Add to that fun requirements such as that many hospitals are also teaching environments and so have to interface (again, transparently and at very high speed) to university networks, and then bring in external consulting scienctists (Hi) who may need access to some patient data AND who may be hooking up research devices to your pristine medical network for clinical trials (this is how progress gets made, you see) and your cartoon locked-down network becomes competely useless in the real world because you've only considered about 60% of the actual uses it has to support.
Re:Meh... (Score:5, Informative)
You're right about the network architecture, but things rapidly get complex.
Let's take the example of MRI/CT. How much data is in a CT or MRI study, or even an X-ray study? A single X-ray image (e.g. a Chest X-ray) taken with a modern digital machine, is about 60MB (30 megapixel image, 16 bits per pixel).
My new CT scanner, if I prescribe a "full neuro" protocol, generates 16000 files of 500 kB each. The reason I'm doing a "full neuro" it means that minutes count. I need to have that data set sent to not just a PACS (image repository and viewing software), but also to a PC with 3rd party software (which has the complex software capable of analysing the data) and I have to have it ready within 5 minutes.
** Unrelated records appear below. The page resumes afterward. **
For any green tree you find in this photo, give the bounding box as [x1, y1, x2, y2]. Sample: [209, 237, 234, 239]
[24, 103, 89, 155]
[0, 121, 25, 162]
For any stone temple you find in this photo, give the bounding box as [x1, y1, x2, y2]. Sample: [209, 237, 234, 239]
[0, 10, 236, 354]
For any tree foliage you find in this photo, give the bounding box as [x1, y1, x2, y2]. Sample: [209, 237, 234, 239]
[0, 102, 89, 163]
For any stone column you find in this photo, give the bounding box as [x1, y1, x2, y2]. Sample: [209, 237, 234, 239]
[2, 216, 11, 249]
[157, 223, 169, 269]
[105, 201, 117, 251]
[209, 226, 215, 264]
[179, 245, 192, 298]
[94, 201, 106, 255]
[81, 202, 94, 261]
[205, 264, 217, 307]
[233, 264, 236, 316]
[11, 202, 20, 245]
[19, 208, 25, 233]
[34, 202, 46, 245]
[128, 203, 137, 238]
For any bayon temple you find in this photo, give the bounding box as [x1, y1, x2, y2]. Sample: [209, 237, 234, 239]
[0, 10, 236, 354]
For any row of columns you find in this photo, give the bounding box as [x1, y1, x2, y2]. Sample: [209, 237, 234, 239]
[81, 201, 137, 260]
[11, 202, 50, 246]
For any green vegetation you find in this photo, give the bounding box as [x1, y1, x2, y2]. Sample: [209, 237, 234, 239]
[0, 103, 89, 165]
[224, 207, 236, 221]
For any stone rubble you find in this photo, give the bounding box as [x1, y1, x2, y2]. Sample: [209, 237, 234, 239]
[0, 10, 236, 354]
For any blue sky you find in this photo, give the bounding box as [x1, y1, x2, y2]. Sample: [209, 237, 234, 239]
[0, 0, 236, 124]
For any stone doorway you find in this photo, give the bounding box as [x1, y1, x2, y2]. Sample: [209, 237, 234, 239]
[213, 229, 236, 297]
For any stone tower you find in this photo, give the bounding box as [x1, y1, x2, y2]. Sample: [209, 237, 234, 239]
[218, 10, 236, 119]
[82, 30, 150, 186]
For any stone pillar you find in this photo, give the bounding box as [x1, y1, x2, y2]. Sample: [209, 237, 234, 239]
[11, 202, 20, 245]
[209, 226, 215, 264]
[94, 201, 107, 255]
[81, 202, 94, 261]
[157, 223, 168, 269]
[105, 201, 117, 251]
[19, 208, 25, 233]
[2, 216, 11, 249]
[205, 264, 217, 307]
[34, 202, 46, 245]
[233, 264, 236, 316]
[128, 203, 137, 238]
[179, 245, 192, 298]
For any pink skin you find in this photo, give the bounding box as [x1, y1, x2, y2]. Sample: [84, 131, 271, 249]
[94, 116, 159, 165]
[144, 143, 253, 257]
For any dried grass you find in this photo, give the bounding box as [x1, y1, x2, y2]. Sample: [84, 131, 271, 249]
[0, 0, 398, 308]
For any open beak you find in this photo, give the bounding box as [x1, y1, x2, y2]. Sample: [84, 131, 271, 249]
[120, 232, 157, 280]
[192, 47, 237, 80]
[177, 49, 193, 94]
Not only do I need to have it in my office in 5 minutes, the doctor who is dealing with the patient in the ER, needs to have (some) of it in the ER within 5 minutes. Then, after everything is said and done, I need to send the data to my office at the university, so that I can run it through my research software.
If it was just PACS - no problem. You put the scanners and the PACS incoming-data server on a restricted VLAN. Have the incoming PACS server communicate with the main PACS application and data-store servers over a private VLAN, and have the PACS app servers face the hospital clients on the main hospital VLAN (or individual departmental VLANs).
However, at my hospital we also get several hundred CTs/MRIs sent in from outside per day, that need to get onto the PACS. Many come on CD/DVD. Some come via VPN tunnels. Some come via 3rd party proprietary transfer services. (The DICOM protocol used to transfer medical images doesn't support encryption, so must be tunnelled in some way). Now you have to somehow connect all these incoming points to your restricted VLAN (or you open your wallet to your PACS vendor for another software license at a cost that makes oracle enterprise look like chump change).
What if your PACS vendor has you buy the balls on your SAN contract, so that you are paying $10 per GB + $2 per GB per year? Do you really want to send that 8GB dataset to PACS (which can't actually do anything useful with it- and remember, as a medical-grade archiving device, you can't delete)? Or do you now need to start putting PCs with 3rd party software on your restricted VLAN so they can talk to the scanners?